Nous ne savons rien. Nous le sommes. C’est autre chose. Dans cet ordre les sciences n’apportent pas de véritables réponses. Au mieux elles nettoient le regard. Sartre disait à la fin de sa vie : « Il y a l’être humain avec ce qu’on en voit et ce qu’il perçoit lui-même, ses faiblesses, ses incohérences etc. Mais il y a cette ressource profonde dont il ne dispose pas. »

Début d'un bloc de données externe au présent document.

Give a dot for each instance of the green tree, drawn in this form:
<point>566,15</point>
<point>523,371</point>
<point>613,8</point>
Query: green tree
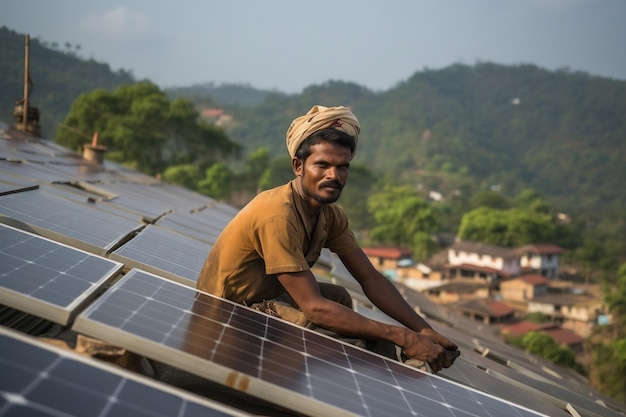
<point>609,368</point>
<point>615,297</point>
<point>542,345</point>
<point>216,182</point>
<point>489,199</point>
<point>513,227</point>
<point>278,172</point>
<point>404,219</point>
<point>144,130</point>
<point>251,178</point>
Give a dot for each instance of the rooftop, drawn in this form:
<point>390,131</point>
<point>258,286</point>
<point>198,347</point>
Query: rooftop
<point>103,252</point>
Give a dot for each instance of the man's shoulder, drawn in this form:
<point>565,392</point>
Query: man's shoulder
<point>272,201</point>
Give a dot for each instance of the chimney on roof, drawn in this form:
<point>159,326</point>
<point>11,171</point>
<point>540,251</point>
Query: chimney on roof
<point>27,116</point>
<point>94,152</point>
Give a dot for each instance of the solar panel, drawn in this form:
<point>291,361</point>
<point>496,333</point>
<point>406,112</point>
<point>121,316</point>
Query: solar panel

L’art accède à ce domaine dont nous n’avons pas la disposition, parce que nous sommes à côté de nous-mêmes. Une ancienne déportée a écrit : « Les camps ont été le lieu de la plus grande beauté. ». Le moine Zen immobile contre un mur, l’ermite, l’artiste qui s’attache à sa solitude, quittent pour le silence. « Écoute ce qui ne vient pas/regarde ce qui n’apparaît jamais/le reste n’existe pas plus que toi. » (L’Usage du Ciel2)
L’écriture est un don, non pas tant comme une capacité spéciale qui pourrait paraître admirable dans certaines circonstances, mais plutôt à la façon d’une attribution reçue. Faites cela. Ai-je fait cela ? Au fond c’est toute la question.